I recently interviewed the renowned architect, Richard Meier, the prime architect and interior designer of the Meier-On-Rothschild project in Tel Aviv, Israel. This is a mixed-use project, with retail on the lower floors, and apartments and residences on the upper floors. This project, due for completion in 2014, is 60% pre-sold already. Some are turnkey, fully furnished residences from Sunshine Select Worldwide, created in collaboration with Louise and Paul Sunshine.
They feature limited edition Richard Meier signed and numbered furniture, select vintage antique pieces, contemporary designs from B&B Italia, Bulthaup kitchens, and Frette linens. The penthouse, called the Palace In The Sky, costing $50M, is on the 32ond floor, and as of this writing, the most expensive residence ever for sale in Tel Aviv. From images, location and Meier’s reputation, the residences could arguably be considered works of art.
But whatever the definitions and motivations, capricious economics of time and place stick us with continuing question, what is going on here? And why now? Dr. Jim Taylor, Vice Chairman of The Harrison Group, a respected market research firm, spoke at the American Express Publishing Luxury Summit in May of this year. Among the ideas he discussed regarding the motivations and intentions of wealthy consumers, he presaged two concepts that have become quite clear as the strength of the high net worth residence sales numbers emerge.
First, he said the wealthy consumer needs a sense of welcome and sanctuary. “Part of the job of the luxury industry—in all areas,” he said, “is to make the buyer feel comfortable. Whatever and wherever the object purchased, the sales force must create a sense of sanctuary and refuge from the clamor of the outside world.” Second, and probably most important, is the high-end consumer’s search for worth. Worth was defined by Dr. Taylor as the search for detail, artistry, sublimity, quality and service. “For that,” Dr. Taylor said, “there is a willingness to pay full margin.”
Though Dr. Taylor discussed other purchasing dimensions, these two appear to relate to the real estate surge mentioned above. The drivers for this surge could truly be the search for worth and sanctuary, yet another driver must also be considered: that of passion investing, one that combines this bifurcated search for sanctuary and worth into a new investment strategy combining both passion and practicality.
In June of this year, I wrote an article for JustLuxe, entitled “The Treasure Trend And Passion Investing.” I discussed this trend: purchasing high-end items for the pure pleasure of ownership.
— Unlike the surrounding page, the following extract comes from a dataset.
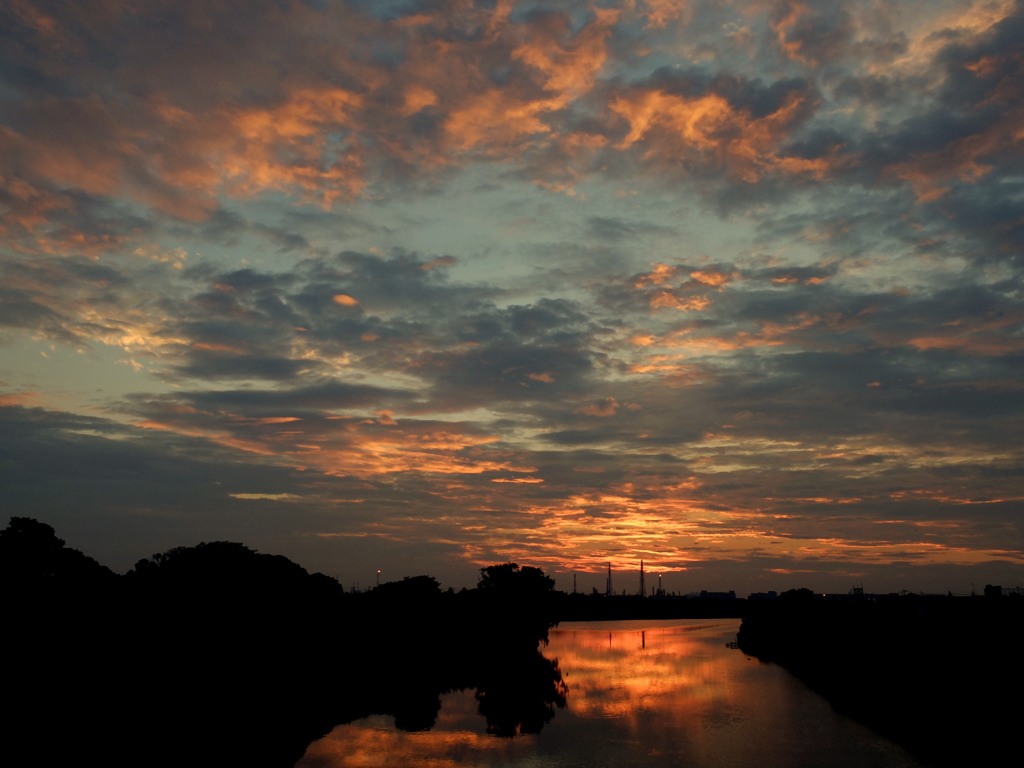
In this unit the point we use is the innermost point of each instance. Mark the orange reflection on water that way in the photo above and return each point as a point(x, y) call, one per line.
point(627, 674)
I mentioned objects such as art, jewelry, wine, thoroughbred horses, jets, yachts, etc., but not residences. I have come to see that real estate, and in particular wholly owned second, third or fourth high net worth residences, could also be included in any compendium of treasure assets, and especially those mentioned above.
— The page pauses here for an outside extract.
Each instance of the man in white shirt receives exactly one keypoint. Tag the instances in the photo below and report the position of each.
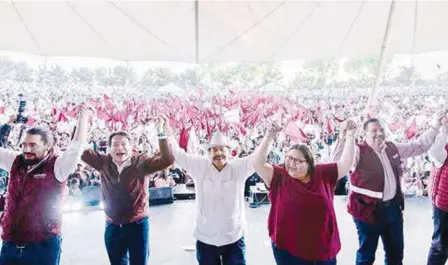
(32, 218)
(220, 216)
(438, 253)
Again in my JustLuxe article, I quoted Dr. Taylor, this time from his keynote, two years ago at the 2010 American Express Publishing Luxury Summit. His thoughts pointed once more to a justification of this surging purchase interest, right now, for the high-end residence.
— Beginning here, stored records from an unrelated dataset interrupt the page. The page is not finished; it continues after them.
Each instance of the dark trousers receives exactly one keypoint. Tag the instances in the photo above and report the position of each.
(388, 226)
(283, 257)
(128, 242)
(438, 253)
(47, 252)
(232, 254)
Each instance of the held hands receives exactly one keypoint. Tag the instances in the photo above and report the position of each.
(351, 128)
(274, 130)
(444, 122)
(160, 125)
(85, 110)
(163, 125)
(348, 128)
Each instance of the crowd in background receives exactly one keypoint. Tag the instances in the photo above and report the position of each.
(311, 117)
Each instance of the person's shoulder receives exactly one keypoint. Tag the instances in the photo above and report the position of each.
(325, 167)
"The purchase of a luxury good is not a casual act. It sends a message about who they (the buyers) are...in that regard, luxury is not a category. It is the point in virtually every category, from soup to systems, that distinguishes the sublime from the merely excellent. There's a moment of sublime luxury where the product symbolizes the way we feel."
If this indeed is the perfect high net worth storm involving the search for worth, art, passion, scarcity and historic/architectural significance that has been found in multi-million dollar residences, then the passion investing will continue, making sales prices even more stratospheric, and at this level, evanescent, priceless.